Sentar, ouvir um álbum que preza pela experiência de ouvir música, sem aquela exigência de ouvir algo produtivo ou de ficar dando feedbacks dentro de uma plataforma. Talvez seja isso que nós tenhamos como utopia virtual. Como um não-lugar dentro do não-lugar.

Nós jovens eternos do mundo, tentamos explicar porque não sabemos nosso gênero, ou porque somos ansiosos, tristes demais, ou porque precisamos viver chapados o tempo todo para funcionar, com teorias psicológicas das mais diversas. Mas é necessário lembrar que para haver psicologia, é preciso haver subjetividade, é preciso ser gente, é preciso ter corpo. Nós todos somos entidades biomecânicas sintéticas sem coração, não somos pessoas como as pessoas algum dia foram. Não apreciamos arte, não fazemos sexo, não sentimos prazer, não gostamos de música improdutiva, não conseguimos ler histórias, não gostamos de viver.
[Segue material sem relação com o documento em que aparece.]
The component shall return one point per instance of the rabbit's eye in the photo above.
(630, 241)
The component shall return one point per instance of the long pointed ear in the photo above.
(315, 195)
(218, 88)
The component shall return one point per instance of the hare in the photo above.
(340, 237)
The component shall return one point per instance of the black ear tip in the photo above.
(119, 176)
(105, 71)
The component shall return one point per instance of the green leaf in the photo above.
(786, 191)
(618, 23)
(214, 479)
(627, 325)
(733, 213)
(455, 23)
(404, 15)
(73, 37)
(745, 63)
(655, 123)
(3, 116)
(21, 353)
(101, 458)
Nenhum de nós nasceu de uma vagina, somos todos feitos em fábricas.

Eu ainda fui alguém que cresceu sujando o pé de lama e sentindo o corpo dos rapazes quando jogava bola. Sou de uma geração de transição, alguém viveu parte da vida fora da internet e sabe que lá fora existe um mundo diferente deste. Ainda sou capaz de chorar ouvindo uma música, pois a música sempre foi tudo o que eu tive comigo. Meus pais se adaptaram bem ao século XXI, me deram videogames, computadores, mesadas, cursos profissionalizantes. De certa maneira, sempre fui viva demais para o meu tempo. Sempre quis fazer mil coisas, porém, ninguém queria fazer comigo, pois todos já haviam desistido de viver. Acabei por me tornar uma espécie de híbrida, parte de mim sabe que é gente, outra parte sabe que é máquina. Isso me tornou uma criatura estranha que sabe muita coisa mas nunca teve muita experiência com nada. Eu sei algumas coisas, vivi outras, mas no final do dia, eu ainda sou menos gente tanto quanto essa nova geração.
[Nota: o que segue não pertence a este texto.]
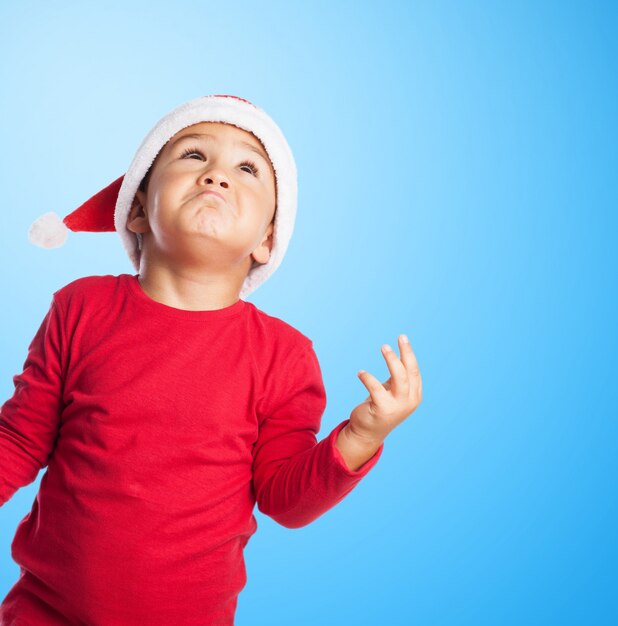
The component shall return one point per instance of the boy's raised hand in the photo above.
(390, 403)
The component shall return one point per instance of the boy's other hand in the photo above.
(390, 403)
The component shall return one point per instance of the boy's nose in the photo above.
(220, 179)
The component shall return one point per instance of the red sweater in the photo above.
(160, 428)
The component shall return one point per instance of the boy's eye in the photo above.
(252, 166)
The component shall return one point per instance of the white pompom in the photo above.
(48, 231)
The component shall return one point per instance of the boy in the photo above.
(164, 405)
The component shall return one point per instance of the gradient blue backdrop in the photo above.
(457, 182)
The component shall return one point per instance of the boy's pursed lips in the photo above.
(210, 191)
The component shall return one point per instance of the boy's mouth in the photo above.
(214, 193)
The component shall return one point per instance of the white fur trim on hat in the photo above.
(228, 110)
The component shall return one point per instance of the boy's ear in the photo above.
(262, 253)
(137, 220)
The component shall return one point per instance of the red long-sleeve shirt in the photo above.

Mas eu sei que para ser gente, eu preciso ser artista, amar a poesia, amar os corpos dos homens e das mulheres, sonhar com outras possibilidades de mundo para viver.

As próximas gerações talvez nunca saibam o que é ser humano. O niilismo vai chegar a tanto, que não saberemos mais quem é feito de carbono e fibra de carbono. Blade Runner se institui.